Artificial Life and Believable Characters

“Art + Life: Life made by Man rather than by Nature”. -Langton (Langton)

The AI approach tries to choose emotions depending on certain factors. It can use some fuzzy logic to determine what emotion to display on some fuzzy input. Then there might be models for expressing such emotions, such as the facial animation system used in Half Life 2 (Valve 2004), which works pretty well, but it has one expression for one emotion, so it’s pretty simplified. Also, the matching emotions are pre-set by designers. This can cause problems, for example: Affirming by nodding your head forwards and back is something that we are used to in the West, but in some Eastern cultures affirmation is signalled by a movement from right to left. So these definitions of which expression leads to what emotion should not be generalised and pre-fixed. If you do so, you might have to consider different societies conventions. Expression should be unique to the character itself. In the best case the character would learn which expressions cause what reaction. In that way in a similar society they’d all end up using the same expressions, while in a different society they would learn others. I think this is the basis for language as well, because language is the expression of certain facts about the environment. So for example “chair” would be different in every language, because we all learn it from our social environment. I don’t know if Chomsky and the lot agree, but I think that the development of the same concepts exists (because they exist in our shared reality), but language is dependent on where we are and what we are surrounded by and who we want to affect in what way.

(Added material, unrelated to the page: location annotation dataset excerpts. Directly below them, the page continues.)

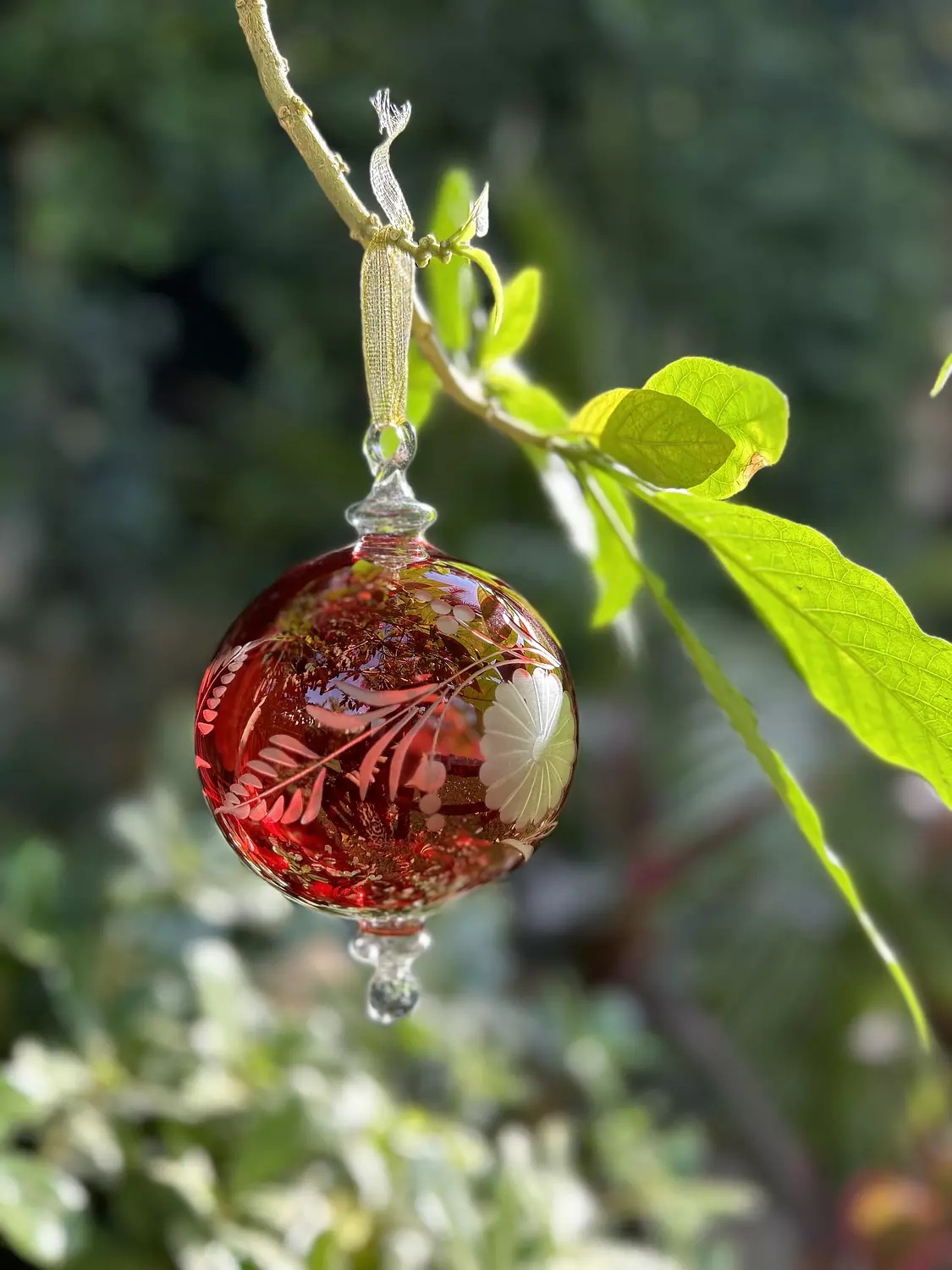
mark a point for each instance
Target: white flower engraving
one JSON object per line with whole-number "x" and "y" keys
{"x": 528, "y": 747}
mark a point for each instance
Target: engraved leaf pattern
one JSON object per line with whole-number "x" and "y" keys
{"x": 284, "y": 780}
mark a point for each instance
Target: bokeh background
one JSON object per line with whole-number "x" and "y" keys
{"x": 664, "y": 1043}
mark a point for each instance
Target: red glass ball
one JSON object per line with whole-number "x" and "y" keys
{"x": 385, "y": 728}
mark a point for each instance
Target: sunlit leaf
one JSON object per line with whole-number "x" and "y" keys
{"x": 449, "y": 287}
{"x": 421, "y": 388}
{"x": 41, "y": 1209}
{"x": 848, "y": 632}
{"x": 663, "y": 439}
{"x": 476, "y": 224}
{"x": 522, "y": 296}
{"x": 485, "y": 262}
{"x": 744, "y": 721}
{"x": 596, "y": 413}
{"x": 530, "y": 401}
{"x": 942, "y": 378}
{"x": 748, "y": 406}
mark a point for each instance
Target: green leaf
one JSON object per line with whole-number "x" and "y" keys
{"x": 449, "y": 286}
{"x": 522, "y": 296}
{"x": 663, "y": 439}
{"x": 596, "y": 413}
{"x": 476, "y": 224}
{"x": 744, "y": 721}
{"x": 748, "y": 406}
{"x": 942, "y": 378}
{"x": 41, "y": 1209}
{"x": 614, "y": 566}
{"x": 528, "y": 401}
{"x": 485, "y": 262}
{"x": 850, "y": 634}
{"x": 421, "y": 388}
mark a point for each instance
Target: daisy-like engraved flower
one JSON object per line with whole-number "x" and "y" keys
{"x": 528, "y": 747}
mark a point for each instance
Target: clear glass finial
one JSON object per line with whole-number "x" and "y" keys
{"x": 391, "y": 947}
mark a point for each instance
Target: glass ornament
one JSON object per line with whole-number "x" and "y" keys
{"x": 385, "y": 728}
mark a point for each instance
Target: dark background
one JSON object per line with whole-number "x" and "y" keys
{"x": 182, "y": 403}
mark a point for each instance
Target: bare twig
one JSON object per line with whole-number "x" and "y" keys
{"x": 330, "y": 172}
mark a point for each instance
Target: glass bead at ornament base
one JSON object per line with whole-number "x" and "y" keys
{"x": 381, "y": 731}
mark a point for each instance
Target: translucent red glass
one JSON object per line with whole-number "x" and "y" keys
{"x": 383, "y": 729}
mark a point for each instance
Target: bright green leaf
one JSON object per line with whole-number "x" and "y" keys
{"x": 748, "y": 406}
{"x": 523, "y": 295}
{"x": 449, "y": 287}
{"x": 421, "y": 388}
{"x": 476, "y": 224}
{"x": 663, "y": 439}
{"x": 942, "y": 378}
{"x": 528, "y": 401}
{"x": 485, "y": 262}
{"x": 801, "y": 809}
{"x": 596, "y": 413}
{"x": 41, "y": 1209}
{"x": 614, "y": 566}
{"x": 850, "y": 634}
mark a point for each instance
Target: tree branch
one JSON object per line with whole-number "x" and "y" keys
{"x": 330, "y": 172}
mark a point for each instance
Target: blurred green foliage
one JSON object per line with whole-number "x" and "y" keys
{"x": 207, "y": 1092}
{"x": 182, "y": 400}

That’s why I think these approaches of assigning certain expressions to certain causes are not right. Another example is the Oz project by Michael Mateas had a similar result. They applied Ortony Collins and Clores binding of expressions to certain emotional situations. These were displayed by little animated creatures called Woggles. They found that the ones where they had made binding errors were deemed to have the most personality by observers: Users reported that the Woggle that repeatedly banged its head against the ground was the most interesting and described it as neurotic, angry or upset. They had all these connotations about the crazy Woggle, while the Woggles that had “correct” or plausible bindings such as “get angry when hit” or “be sad when alone”, the observers just noted that they thought the Woggles were simply programmed to do so. The interesting thing was that the most believable behaviour was due to a programming error in the simulation and not deliberate. This shows that it is often not the expected bindings that seem the most interesting. The individuality of a reaction is more important than the fact that the reaction corresponds to some kind of social convention.

This was using AI systems (in terms of defining specifically, symbolically or logically which input gives which output). You could use fuzzy logic, but it is still deterministic – a given input forms a given output unless you use a random variable somewhere. I don’t like random variables. Random just means “I don’t know”, just like 50:50 or 50% means “I don’t know”. So essentially what Im looking for is some system which allows a creature to perceive certain emotional expressions from its environment and then try to emulate these expressions on the output end of its own … feeling. Basically we want to create a connection between the expression of an emotion that we see externally, to something that we feel internally. So once that connection is made, if I feel that emotion – I will express something similar to what I saw before. That way, through this “adaption” process – you could call it adaption, synchronicity, copying or pattern matching (it’s all in the same vein) – with that kind of process, we would get the individual expression that really forms the character. Interesting is that if you have a character or child grow up different cultures at the same time. Say it spends half of its life in India and the other half in the US or Europe, the expressions used would be very mixed, just like the language would be mixed.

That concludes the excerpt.